Able Construction (UK) Ltd v Forest Property Development Ltd

The fact that the contractor's claim came before the court as a claim due in consequence of a breach of a settlement agreement made no difference to the general approach that the court would ordinarily enforce the adjudicators' decisions on a summary basis
 
ABLE CONSTRUCTION (UK) LTD V FOREST PROPERTY DEVELOPMENT LTD
 
Technology and Construction Court
Coulson J
27 January 2009
 
The adjudicator made an award of a specified sum to the contractor.
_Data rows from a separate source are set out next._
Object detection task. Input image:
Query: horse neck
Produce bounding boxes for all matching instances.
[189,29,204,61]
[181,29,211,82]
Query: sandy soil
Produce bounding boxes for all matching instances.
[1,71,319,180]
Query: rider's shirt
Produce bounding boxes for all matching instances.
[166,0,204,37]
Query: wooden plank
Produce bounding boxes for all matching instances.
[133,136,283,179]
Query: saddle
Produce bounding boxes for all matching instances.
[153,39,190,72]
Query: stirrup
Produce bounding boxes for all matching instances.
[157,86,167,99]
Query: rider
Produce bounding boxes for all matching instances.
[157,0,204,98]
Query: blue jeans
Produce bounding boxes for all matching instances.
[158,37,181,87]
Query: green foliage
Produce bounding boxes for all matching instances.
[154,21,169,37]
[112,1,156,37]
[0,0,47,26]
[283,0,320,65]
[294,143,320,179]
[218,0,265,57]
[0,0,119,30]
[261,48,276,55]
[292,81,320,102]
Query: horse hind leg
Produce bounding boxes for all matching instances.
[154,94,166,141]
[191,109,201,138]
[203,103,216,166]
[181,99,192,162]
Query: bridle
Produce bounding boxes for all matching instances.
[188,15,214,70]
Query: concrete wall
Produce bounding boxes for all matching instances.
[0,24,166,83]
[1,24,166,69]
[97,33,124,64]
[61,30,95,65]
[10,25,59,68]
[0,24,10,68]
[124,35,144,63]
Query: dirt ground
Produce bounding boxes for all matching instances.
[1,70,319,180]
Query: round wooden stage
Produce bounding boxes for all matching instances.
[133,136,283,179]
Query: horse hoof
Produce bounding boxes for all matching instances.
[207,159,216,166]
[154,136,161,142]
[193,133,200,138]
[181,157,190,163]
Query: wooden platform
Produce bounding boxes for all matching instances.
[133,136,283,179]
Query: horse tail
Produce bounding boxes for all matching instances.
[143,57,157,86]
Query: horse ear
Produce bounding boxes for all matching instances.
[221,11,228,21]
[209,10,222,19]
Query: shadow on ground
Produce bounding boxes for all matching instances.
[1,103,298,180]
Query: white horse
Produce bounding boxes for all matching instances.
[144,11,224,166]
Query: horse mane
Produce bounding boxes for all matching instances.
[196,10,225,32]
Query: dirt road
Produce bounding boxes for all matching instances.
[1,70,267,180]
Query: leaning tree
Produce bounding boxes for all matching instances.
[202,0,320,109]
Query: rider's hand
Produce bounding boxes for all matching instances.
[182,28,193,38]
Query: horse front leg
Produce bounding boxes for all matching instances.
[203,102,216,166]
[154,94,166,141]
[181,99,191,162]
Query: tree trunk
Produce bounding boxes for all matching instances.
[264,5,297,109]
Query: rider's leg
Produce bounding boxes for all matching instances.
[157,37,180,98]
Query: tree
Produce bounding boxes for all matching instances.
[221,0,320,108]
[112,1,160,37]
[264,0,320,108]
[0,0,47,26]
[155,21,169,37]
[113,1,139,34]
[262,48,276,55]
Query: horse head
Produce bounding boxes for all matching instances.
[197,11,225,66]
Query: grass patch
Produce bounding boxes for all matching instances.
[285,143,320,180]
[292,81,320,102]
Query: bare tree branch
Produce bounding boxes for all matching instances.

The contractor and the employer entered into a settlement agreement by which (i) the employer was to pay a sum which was slightly less than the sum awarded by instalments and (ii) in the event of any default by the employer in paying the instalments by the specified dates, the contractor was entitled to enforce the adjudicator's decision or any unpaid balance without further reference to the employer. The employer did not pay some of the instalments. The contractor brought court enforcement proceedings. The employer contended that the contractor was not entitled to bring its claim for summary judgment in its court enforcement proceedings under CPR Part 24 on the ground that the claim was to enforce the settlement agreement rather than the adjudicator's decision.
 
Coulson J rejected that contention. The basis for this decision was that no defence of any kind to the substantive claims made by the contractor had been put forward by the employer in any of the documents before the court. The fact that the contractor's claim came before the court as a claim due in consequence of a breach of a settlement agreement made no difference to the general approach that the court should adopt, namely that the Technology and Construction Court would ordinarily enforce the adjudicators' decisions on a summary basis. Whilst it had been suggested in the past that a settlement or compromise agreement might not be a construction contract within the meaning of the Construction Act, in those cases the point mattered because the adjudicator had been appointed under the settlement agreement and not the original construction contract. The adjudicator's decision would be appear to one which should be enforced because (i) no question of jurisdiction arose either in the adjudication itself or subsequently when the parties were both represented by solicitors and (ii) no alleged breach of natural justice had been identified in any of the documents and no defence of any kind to the substantive claims made by the contractor had been put forward by the employer in any of the documents before the court.